Rose raised her hand in question. "Alec? You're in on Operation Fuck Coil, I presume?" When the boy nodded, she went on, "Then in case Lisa hasn't warned you, I take my cousin's life and safety very seriously. Please don't try to fuck us over. Y'know, just a word of warning in case you change your mind?"

"Nah. I'm your man. He's given me good reason." He waved his hand vaguely in front of his face. "Now, the two out-of-town capes Coil promised us as backup, that, that is going to be a much harder sell. Gonna have to work around them."

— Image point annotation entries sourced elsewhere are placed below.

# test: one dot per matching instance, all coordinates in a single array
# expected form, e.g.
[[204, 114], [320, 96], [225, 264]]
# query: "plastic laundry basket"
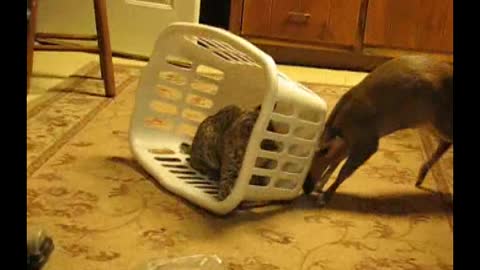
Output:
[[194, 71]]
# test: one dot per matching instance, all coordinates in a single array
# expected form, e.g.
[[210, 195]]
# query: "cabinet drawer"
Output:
[[318, 21]]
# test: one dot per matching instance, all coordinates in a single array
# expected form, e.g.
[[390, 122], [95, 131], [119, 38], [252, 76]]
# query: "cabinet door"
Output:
[[256, 18], [317, 21], [322, 21], [421, 25]]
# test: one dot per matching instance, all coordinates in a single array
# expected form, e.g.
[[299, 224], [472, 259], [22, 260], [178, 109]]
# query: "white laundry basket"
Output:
[[194, 71]]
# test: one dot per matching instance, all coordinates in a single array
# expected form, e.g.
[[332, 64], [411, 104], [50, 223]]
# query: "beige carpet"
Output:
[[104, 212]]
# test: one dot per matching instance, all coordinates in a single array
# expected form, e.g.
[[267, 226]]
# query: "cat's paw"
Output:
[[224, 189]]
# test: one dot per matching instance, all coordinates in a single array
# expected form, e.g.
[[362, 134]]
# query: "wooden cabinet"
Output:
[[420, 25], [310, 21], [354, 34]]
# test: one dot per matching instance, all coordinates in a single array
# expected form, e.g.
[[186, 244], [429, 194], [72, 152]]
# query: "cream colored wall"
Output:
[[133, 28]]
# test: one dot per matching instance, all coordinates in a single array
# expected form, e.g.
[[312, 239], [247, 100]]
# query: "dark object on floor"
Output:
[[215, 13]]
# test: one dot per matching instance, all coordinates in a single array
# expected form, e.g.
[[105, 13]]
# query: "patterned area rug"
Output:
[[104, 212]]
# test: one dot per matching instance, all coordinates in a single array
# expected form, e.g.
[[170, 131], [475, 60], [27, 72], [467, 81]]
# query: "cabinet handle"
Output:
[[298, 17]]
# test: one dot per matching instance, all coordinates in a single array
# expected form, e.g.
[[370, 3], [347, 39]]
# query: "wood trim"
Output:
[[362, 22], [323, 58], [106, 63], [66, 48], [236, 15], [298, 44], [32, 23], [392, 53]]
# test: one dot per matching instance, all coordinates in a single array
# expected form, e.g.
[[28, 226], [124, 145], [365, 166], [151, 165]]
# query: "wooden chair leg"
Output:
[[31, 28], [106, 64]]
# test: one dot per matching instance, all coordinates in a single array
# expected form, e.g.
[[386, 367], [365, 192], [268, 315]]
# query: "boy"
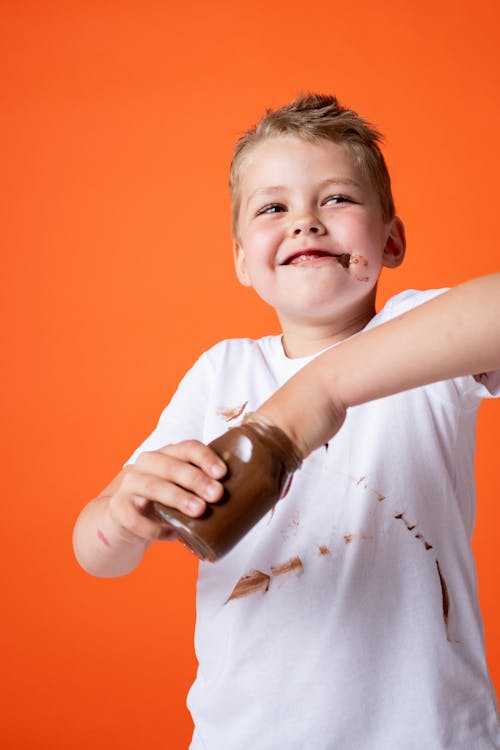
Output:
[[347, 619]]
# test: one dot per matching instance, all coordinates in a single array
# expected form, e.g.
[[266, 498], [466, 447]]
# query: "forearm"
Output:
[[457, 333], [100, 547]]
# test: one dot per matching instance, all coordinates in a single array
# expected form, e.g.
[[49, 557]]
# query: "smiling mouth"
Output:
[[307, 256]]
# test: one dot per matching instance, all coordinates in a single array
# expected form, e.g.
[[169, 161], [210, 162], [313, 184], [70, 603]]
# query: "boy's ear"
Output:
[[240, 264], [395, 246]]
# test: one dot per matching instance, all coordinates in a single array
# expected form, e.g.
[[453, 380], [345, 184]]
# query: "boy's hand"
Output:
[[183, 476]]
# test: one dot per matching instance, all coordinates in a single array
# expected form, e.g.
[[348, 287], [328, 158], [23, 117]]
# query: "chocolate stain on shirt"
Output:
[[250, 583], [401, 517], [294, 565], [444, 596], [231, 413], [411, 527]]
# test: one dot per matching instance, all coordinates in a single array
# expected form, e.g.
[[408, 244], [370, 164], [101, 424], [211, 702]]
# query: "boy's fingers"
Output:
[[157, 474], [199, 454], [134, 524]]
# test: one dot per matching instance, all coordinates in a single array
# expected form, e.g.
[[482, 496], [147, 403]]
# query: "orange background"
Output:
[[118, 120]]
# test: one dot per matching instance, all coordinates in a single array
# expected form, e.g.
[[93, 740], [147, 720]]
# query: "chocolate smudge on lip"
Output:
[[251, 583], [294, 565], [232, 413]]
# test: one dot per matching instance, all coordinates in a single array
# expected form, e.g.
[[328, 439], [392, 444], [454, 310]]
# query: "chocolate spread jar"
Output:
[[260, 460]]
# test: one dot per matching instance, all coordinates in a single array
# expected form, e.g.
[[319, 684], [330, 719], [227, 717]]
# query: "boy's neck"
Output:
[[304, 339]]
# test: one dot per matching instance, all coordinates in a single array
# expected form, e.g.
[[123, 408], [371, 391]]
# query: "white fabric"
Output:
[[351, 651]]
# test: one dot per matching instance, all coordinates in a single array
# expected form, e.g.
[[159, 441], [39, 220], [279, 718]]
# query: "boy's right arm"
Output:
[[113, 531]]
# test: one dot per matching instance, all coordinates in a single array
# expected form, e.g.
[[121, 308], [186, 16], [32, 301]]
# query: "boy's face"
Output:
[[311, 239]]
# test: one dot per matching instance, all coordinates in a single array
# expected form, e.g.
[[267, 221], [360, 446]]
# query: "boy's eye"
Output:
[[272, 208], [335, 199]]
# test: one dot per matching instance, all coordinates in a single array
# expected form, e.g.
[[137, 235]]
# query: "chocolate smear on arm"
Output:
[[251, 583]]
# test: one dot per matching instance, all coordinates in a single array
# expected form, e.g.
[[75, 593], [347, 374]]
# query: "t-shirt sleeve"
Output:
[[472, 388], [183, 418]]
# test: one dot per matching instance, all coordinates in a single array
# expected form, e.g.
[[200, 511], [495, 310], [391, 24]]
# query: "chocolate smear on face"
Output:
[[232, 413], [251, 583], [294, 565], [444, 595]]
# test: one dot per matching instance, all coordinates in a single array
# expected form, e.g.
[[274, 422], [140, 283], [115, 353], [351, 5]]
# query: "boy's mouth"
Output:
[[308, 255]]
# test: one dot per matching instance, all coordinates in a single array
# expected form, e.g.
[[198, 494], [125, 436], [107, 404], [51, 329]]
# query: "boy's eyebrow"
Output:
[[322, 184]]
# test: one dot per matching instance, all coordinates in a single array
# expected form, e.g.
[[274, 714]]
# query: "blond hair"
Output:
[[316, 117]]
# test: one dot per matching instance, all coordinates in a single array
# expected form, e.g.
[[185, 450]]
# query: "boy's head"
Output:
[[312, 118]]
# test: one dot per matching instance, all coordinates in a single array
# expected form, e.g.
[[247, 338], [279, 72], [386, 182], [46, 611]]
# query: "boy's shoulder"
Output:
[[241, 347], [405, 301]]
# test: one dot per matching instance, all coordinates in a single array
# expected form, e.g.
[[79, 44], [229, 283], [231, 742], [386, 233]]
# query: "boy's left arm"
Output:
[[454, 334]]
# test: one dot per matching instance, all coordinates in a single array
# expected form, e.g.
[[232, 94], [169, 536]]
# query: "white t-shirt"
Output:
[[362, 628]]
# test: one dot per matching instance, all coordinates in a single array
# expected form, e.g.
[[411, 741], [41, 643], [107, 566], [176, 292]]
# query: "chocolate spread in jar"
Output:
[[260, 460]]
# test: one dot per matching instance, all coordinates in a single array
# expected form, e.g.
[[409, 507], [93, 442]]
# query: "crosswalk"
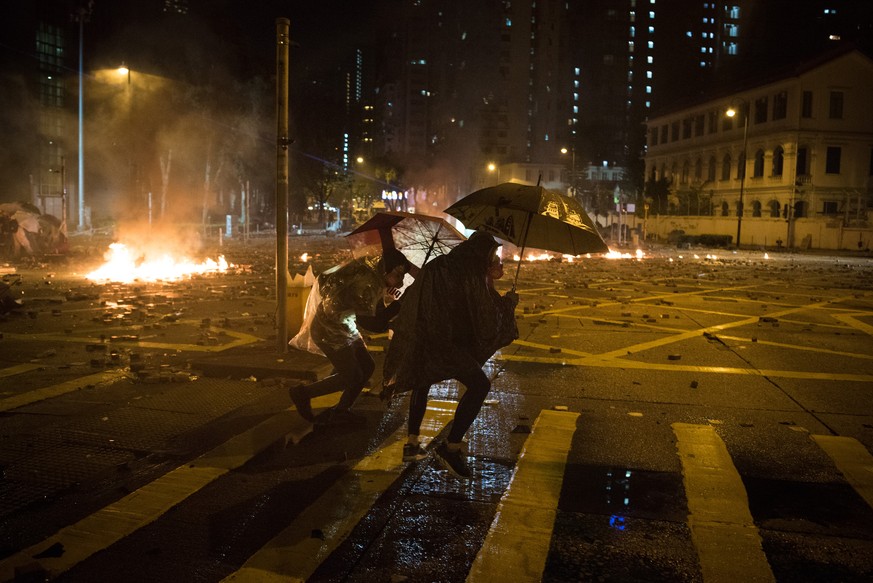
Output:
[[517, 546]]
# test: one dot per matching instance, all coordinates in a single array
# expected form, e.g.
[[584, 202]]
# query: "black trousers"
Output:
[[477, 385], [352, 368]]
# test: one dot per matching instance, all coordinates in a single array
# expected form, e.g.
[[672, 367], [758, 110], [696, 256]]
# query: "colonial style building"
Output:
[[793, 167]]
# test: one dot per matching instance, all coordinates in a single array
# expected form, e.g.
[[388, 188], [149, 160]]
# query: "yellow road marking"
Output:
[[29, 397], [242, 339], [18, 369], [517, 544], [601, 362], [140, 508], [722, 528], [855, 323], [294, 554], [853, 460], [796, 347]]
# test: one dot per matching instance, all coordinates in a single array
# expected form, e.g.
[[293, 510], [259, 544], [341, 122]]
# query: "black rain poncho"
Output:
[[355, 287], [450, 321]]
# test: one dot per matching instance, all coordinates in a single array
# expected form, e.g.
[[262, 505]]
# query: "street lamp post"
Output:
[[82, 15], [494, 167], [731, 112]]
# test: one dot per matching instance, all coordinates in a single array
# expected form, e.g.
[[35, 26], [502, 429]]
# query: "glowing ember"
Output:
[[123, 267], [619, 255]]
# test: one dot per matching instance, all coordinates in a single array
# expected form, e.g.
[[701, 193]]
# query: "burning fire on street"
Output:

As one, we turned our questioning looks at Lisa, who shrugged. "One's some sort of Shaker. Coil claimed he, yes, both of them are a he, will help maintain the Masters of the Escape rep. The other is a Trump, or at least one of his ratings is a Trump. Both about our age, white, and likely only in it for the money. Anything you can give us?"

"Shadow Stalker is beyond rehabilitation, they've decided to start processing her out for juvie as soon as everyone signs off on it," I doled out the first piece of info out. Lisa cocked her head to the side, then giggled nervously. "What is it?"

"She hit on Rose? Seriously? How'd you– oh, shit, sorry, sorry. Dropping it."

Rose nodded appreciatively. "In her stead, we're getting Flechette. Try not to get shot by her, I believe you saw what she did to Leviathan?"

More nods followed, then Alec pushed himself up against the booth's sides to look at someone entering the place as they seemed to catch his eye. "Okay, two questions. Where do I get me a T-shirt like that–" he indicated a young woman with incredibly long dark hair, dead straight, going well past her waist, a risky proposition even before the city got flooded. Rose growled and I saw why - the girl was wearing the T-shirt with the Emissary poster art. It has begun. We're officially merchandise now. Alec settled back into his seat and steepled his fingers, elbows propped on the tabletop, "–and how much would it cost me to get the two of you to make out? I mean, muscles aside, you're practically twins, and believe it or not, I've never had–"

The rest I didn't get to hear as Rose threw the rest of her fries at him, and then so did I.

------



The experience of recording a video letter to people I've never met but which were analogues of people I knew here felt incredibly confusing. Like one of those stupid 'write a letter to your future self' assignments at school, or 'if you met Abraham Lincoln, what would you ask him?' which I hated almost as much as Madison who has consistently stolen the frankly atrocious drivel I put out for these, leaving me forced to hand in near-blank pages when the allotted writing time ran out.

And then I realized that this is how Rose feels every day that she spends in this world and played along with her cues. Hopefully, the people on the receiving end of this thing would find it as awkward for them as it was for me.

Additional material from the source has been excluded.